The fossil record of Homosclerophorid sponges is poor because of to their sometimes present reduced and poorly organized siliceous skeleton. Their fossil record goes back at least to the early Carboniferous period. They also have fossil records during the Early and Upper Jurassic period.

==Taxonomy==
Homoscleromorpha is recognized as the fourth class of sponges being phylogenetically well separated from Demospongiae and other sponge groups. On the basis of molecular and morphological evidence, the two families Plakinidae and Oscarellidae have been reinstated. There are 136 species in this group that are divided into 10 genera. The spiculate genera in this group are Aspiculophora, Aspiculortis, Corticium, Placinolopha, Plakina, Plakinasterella, Plakortis and Tetralophophora. The aspiculate species are the genera Oscarella and Pseudocorticium.

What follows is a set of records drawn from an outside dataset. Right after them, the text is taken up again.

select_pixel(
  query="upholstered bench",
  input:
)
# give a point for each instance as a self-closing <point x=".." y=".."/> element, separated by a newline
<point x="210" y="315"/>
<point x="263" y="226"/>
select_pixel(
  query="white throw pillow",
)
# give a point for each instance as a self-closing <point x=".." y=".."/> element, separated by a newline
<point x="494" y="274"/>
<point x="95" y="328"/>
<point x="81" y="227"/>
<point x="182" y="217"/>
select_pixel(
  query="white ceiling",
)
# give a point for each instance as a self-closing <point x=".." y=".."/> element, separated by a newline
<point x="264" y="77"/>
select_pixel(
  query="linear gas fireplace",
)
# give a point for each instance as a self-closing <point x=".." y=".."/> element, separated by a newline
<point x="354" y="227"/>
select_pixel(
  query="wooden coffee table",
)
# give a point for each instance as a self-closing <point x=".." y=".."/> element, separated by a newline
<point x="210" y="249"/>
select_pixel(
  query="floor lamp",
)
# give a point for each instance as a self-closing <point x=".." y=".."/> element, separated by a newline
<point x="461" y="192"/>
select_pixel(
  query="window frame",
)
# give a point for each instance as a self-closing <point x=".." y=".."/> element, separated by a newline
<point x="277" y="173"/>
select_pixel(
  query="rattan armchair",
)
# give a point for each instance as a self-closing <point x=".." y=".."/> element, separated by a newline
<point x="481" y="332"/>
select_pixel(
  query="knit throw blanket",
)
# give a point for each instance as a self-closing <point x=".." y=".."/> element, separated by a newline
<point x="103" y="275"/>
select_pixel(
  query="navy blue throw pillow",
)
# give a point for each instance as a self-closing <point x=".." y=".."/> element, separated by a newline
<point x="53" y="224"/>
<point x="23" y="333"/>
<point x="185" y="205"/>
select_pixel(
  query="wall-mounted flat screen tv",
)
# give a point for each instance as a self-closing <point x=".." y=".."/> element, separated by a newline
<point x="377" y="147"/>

Sponges of this class share some morphological features with members of eumetazoa, a subkingdom of Animalia being a sister group to Porifera. Because of this, it has been suggested that Homoscleromorpha are more closely related to eumetazoans than to the other sponge groups, rendering sponges as a paraphyletic group. However this view has not been supported by later work that uses larger datasets and new techniques for phylogenetic inference, which tend to support sponges as monophyletic, with Homoscleromorpha grouping together with Calcarea.

==Habitat==
Homoscleromorpha are exclusively marine sponges that tend to encrust onto hard substratum communities and other surfaces at shallow depths from 8-60 meters, although they can be found at depths below 1000 meters. These sponges typically inhabit shady locations, semi-dark to dark conditions, under overhangs and inside caves.

==Description==
These sponges have a great variability of forms so the following description is their general organization and shared features. They are massive abd encrusting in form and have a very simple structure with very little variation in spicule form (all spicules tend to be very small). Reproduction is viviparous and the larva is an oval form known as an amphiblastula. This form is usual in calcareous sponges but is less common in other sponges. The skeletal has a peculiar type of tetractines spicule called calthrops that are distinguishable from those of Demospongiae and their derivatives. This can be done because of their small size, ramification or reduction of one to all four actines and by the presence of an amorphous axial filament. They are also characterized by an aquiferous system that has either a sylleibid-like or leuconoid type organization with either a eurypylous, diplodal or aphodal choanocyte chambers.

== Ecology ==
In some areas, Homosclerophorid sponges can dominate an area and seem to be strong competitors for space overgrowing large sponges, sea fans and erect bryozoans.

Sponges in the Mediterranean Sea are often seen dominating marine benthic communities, especially on hard substrates. In the Mediterranean Sea, 82% of the species in this taxon can be found in caves, and 41% of them are found nowhere else making them endemic.